Post by TedSwippet »

JamesHongKong wrote:...am I right therefore in assuming if I open a brokerage account with IB here in Hong Kong and trade in the DB ETFs (domiciled in Luxembourg) that I will not be liable to pay a US dividend tax at all?
To be pedantic, the ETF itself will internally(*) pay 15% US dividend tax on your behalf (only on dividends it receives from US stocks), and you will then have nothing more to pay personally.

(*) To be really pedantic, the ETF will receive dividends from the US stocks it holds with 15% already withheld by whatever US stock trader or clearing system it chooses to use. The effect is that you receive 85% of the dividend paid by US stocks.

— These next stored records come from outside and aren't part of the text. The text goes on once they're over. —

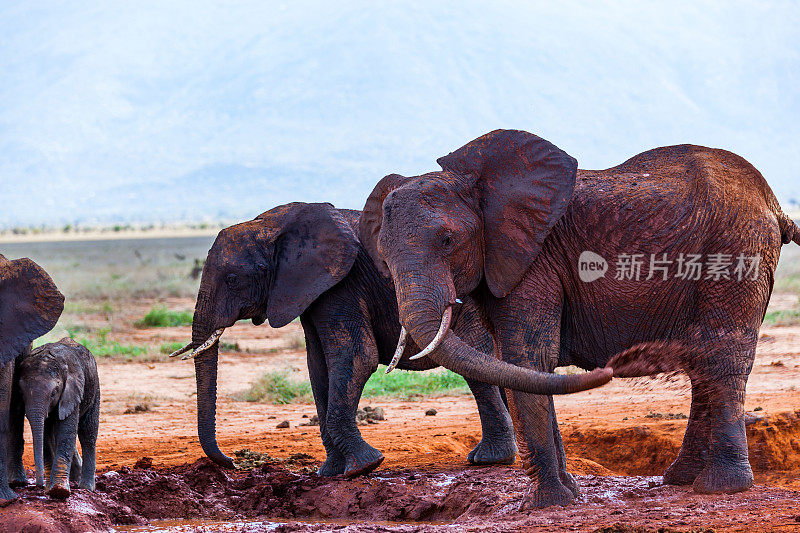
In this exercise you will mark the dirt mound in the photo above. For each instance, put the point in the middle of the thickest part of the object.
(400, 500)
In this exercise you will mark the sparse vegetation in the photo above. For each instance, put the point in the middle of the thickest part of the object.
(783, 318)
(103, 347)
(169, 347)
(277, 388)
(410, 384)
(161, 317)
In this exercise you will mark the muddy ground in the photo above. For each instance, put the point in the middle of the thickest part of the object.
(619, 439)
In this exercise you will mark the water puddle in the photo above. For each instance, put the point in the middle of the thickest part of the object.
(227, 526)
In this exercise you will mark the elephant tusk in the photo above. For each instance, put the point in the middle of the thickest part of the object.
(437, 340)
(182, 350)
(206, 345)
(398, 353)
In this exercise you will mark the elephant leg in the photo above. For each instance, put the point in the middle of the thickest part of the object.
(6, 382)
(528, 333)
(75, 468)
(565, 477)
(535, 438)
(727, 468)
(497, 445)
(720, 372)
(334, 464)
(693, 455)
(65, 432)
(87, 435)
(352, 357)
(16, 444)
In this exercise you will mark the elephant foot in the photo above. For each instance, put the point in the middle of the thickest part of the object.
(363, 462)
(75, 469)
(334, 465)
(569, 481)
(493, 452)
(6, 494)
(683, 471)
(18, 479)
(724, 479)
(59, 491)
(546, 495)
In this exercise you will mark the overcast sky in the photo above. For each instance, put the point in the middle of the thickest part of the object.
(139, 111)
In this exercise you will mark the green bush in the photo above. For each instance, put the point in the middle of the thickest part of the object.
(783, 318)
(161, 317)
(102, 347)
(276, 387)
(410, 384)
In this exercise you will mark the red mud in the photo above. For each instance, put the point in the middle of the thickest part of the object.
(475, 499)
(618, 440)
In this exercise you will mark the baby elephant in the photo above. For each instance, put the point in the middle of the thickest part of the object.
(60, 388)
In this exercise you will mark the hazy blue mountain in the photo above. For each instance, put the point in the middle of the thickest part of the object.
(139, 111)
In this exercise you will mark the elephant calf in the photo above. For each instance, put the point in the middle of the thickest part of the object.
(60, 391)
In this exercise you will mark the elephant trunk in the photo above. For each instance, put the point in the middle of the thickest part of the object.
(422, 306)
(36, 420)
(205, 365)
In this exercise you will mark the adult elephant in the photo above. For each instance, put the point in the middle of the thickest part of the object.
(511, 222)
(305, 260)
(30, 305)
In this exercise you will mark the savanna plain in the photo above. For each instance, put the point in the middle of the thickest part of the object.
(130, 302)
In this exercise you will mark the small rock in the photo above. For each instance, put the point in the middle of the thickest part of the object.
(144, 462)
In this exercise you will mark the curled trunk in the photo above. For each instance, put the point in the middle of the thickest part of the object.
(205, 366)
(421, 308)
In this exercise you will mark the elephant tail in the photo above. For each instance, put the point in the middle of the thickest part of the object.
(789, 230)
(651, 358)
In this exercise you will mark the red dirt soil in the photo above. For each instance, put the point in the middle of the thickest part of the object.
(617, 438)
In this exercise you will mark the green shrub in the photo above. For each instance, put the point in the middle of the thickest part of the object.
(161, 317)
(783, 318)
(103, 347)
(169, 347)
(276, 387)
(409, 384)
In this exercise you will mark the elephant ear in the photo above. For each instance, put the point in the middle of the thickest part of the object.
(73, 389)
(30, 305)
(369, 225)
(525, 184)
(315, 248)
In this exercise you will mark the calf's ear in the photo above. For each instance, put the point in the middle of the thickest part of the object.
(369, 225)
(315, 248)
(73, 391)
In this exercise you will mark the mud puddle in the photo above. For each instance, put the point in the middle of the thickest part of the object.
(272, 497)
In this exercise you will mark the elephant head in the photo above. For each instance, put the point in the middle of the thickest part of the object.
(30, 305)
(49, 383)
(483, 218)
(270, 268)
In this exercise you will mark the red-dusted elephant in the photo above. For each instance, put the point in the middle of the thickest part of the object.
(511, 222)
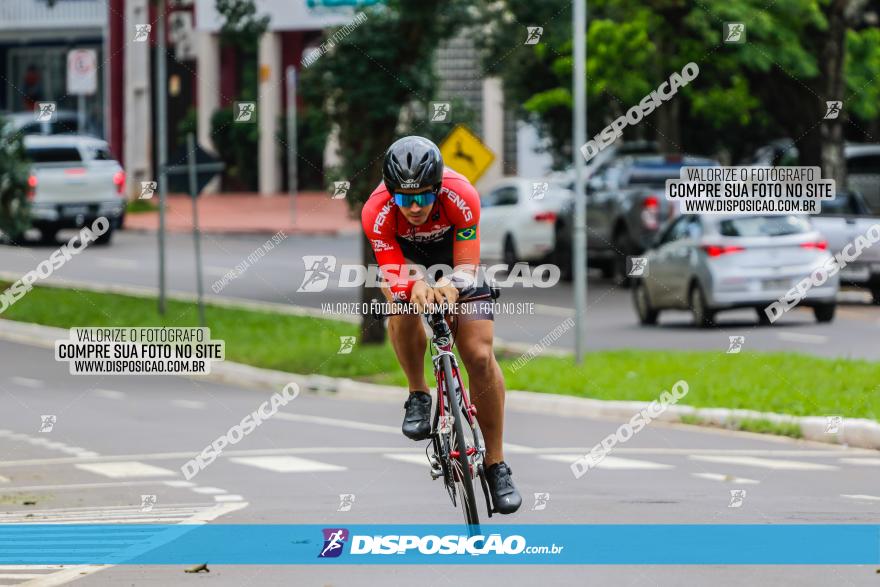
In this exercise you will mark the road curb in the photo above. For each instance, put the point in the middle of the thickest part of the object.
(245, 304)
(250, 231)
(854, 432)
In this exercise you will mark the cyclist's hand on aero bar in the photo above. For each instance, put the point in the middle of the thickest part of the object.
(421, 295)
(445, 292)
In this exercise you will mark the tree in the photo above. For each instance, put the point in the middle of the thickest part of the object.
(375, 82)
(14, 175)
(799, 54)
(236, 144)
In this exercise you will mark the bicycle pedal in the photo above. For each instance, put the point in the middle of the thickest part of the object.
(436, 471)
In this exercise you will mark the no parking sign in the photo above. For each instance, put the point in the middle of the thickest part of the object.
(82, 72)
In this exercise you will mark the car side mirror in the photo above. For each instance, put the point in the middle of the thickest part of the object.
(596, 184)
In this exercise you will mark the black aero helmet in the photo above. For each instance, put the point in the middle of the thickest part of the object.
(412, 163)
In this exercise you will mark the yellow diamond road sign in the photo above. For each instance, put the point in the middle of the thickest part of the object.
(464, 152)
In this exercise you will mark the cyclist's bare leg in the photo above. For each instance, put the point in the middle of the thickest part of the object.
(407, 334)
(474, 342)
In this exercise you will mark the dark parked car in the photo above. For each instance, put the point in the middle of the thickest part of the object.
(626, 206)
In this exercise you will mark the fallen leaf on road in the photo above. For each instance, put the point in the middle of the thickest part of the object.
(198, 569)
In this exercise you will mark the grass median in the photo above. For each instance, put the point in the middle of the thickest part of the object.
(786, 383)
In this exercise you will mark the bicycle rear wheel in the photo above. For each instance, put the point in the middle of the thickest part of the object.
(462, 440)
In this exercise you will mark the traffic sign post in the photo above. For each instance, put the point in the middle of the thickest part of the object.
(82, 80)
(464, 152)
(199, 174)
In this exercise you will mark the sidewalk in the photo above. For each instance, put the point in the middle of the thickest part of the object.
(245, 213)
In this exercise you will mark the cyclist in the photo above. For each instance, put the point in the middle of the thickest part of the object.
(425, 214)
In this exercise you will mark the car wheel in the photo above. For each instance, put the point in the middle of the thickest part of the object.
(647, 314)
(824, 312)
(623, 248)
(703, 315)
(48, 236)
(509, 256)
(562, 258)
(105, 238)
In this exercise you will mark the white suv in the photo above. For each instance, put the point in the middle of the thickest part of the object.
(74, 180)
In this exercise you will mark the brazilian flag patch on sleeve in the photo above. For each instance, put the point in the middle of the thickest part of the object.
(466, 234)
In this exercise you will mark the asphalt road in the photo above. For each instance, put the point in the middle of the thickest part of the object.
(118, 438)
(611, 322)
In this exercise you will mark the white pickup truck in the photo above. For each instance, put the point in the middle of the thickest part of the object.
(74, 180)
(840, 222)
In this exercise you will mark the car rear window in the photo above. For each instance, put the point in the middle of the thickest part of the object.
(843, 203)
(54, 155)
(764, 226)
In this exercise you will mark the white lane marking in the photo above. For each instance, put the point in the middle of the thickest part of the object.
(284, 464)
(188, 403)
(27, 382)
(802, 337)
(861, 496)
(117, 263)
(208, 490)
(229, 497)
(108, 393)
(865, 462)
(725, 478)
(353, 424)
(179, 483)
(215, 270)
(414, 458)
(554, 310)
(572, 453)
(122, 469)
(613, 463)
(778, 464)
(74, 486)
(29, 567)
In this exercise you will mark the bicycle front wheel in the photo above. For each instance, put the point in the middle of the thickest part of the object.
(462, 440)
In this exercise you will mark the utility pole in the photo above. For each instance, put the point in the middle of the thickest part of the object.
(161, 142)
(579, 137)
(292, 179)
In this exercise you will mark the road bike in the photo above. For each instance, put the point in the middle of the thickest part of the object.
(456, 450)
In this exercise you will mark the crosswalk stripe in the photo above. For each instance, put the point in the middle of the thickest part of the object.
(861, 496)
(339, 422)
(179, 483)
(227, 497)
(862, 461)
(27, 382)
(779, 464)
(416, 459)
(208, 490)
(189, 404)
(286, 464)
(727, 478)
(122, 469)
(108, 393)
(613, 463)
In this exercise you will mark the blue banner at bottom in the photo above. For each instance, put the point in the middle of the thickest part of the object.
(569, 544)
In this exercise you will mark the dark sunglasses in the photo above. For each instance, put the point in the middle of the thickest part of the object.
(423, 199)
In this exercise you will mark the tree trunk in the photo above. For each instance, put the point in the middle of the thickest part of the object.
(832, 60)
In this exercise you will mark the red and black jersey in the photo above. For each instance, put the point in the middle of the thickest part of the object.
(450, 236)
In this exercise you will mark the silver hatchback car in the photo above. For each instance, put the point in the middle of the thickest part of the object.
(710, 263)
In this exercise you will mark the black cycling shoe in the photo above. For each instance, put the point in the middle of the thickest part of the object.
(417, 420)
(505, 497)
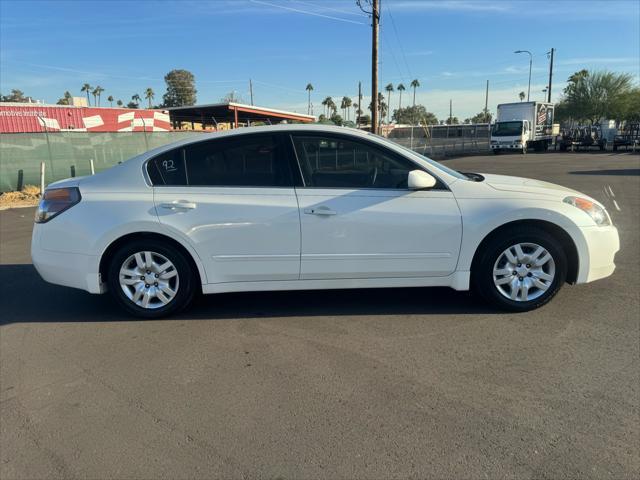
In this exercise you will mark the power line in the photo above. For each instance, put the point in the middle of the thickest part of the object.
(393, 23)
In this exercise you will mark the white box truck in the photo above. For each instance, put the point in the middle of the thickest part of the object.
(522, 125)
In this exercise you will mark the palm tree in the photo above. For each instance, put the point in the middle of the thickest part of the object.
(382, 107)
(309, 89)
(400, 89)
(87, 88)
(149, 94)
(96, 94)
(325, 104)
(389, 89)
(332, 106)
(345, 105)
(414, 84)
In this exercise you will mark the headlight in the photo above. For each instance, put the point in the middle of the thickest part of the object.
(595, 211)
(56, 201)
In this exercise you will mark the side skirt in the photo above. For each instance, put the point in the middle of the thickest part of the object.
(457, 281)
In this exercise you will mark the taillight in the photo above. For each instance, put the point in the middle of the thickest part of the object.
(55, 201)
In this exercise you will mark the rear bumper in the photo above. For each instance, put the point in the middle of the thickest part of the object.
(67, 269)
(511, 146)
(601, 245)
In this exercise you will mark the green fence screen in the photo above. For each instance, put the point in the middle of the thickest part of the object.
(68, 154)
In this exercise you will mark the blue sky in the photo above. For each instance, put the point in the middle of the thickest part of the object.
(452, 47)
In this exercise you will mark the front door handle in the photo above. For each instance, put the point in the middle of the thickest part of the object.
(179, 205)
(320, 211)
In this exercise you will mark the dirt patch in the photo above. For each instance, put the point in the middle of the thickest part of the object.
(29, 196)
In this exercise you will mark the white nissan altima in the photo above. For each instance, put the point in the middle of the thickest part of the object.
(312, 207)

You should confirm this elsewhere though before committing. Remember that I'm just some random bloke on the internet, and no more to be trusted than any other stranger. In particular, while I don't live in the US I also don't live in HK, so most of what I know revolves around the dangers of investing into the US from outside, rather than the particulars of investing into anywhere from HK.
HurdyGurdy wrote:James,... why not invest using UK institutions?
Not James, but I'll jump in and take a stab. Thanks to ever increasing layers of regulation and bureaucracy from governments around the world, UK brokers and fund managers are increasingly unwilling to take clients who are not UK residents. They're not alone; US brokers are behaving likewise.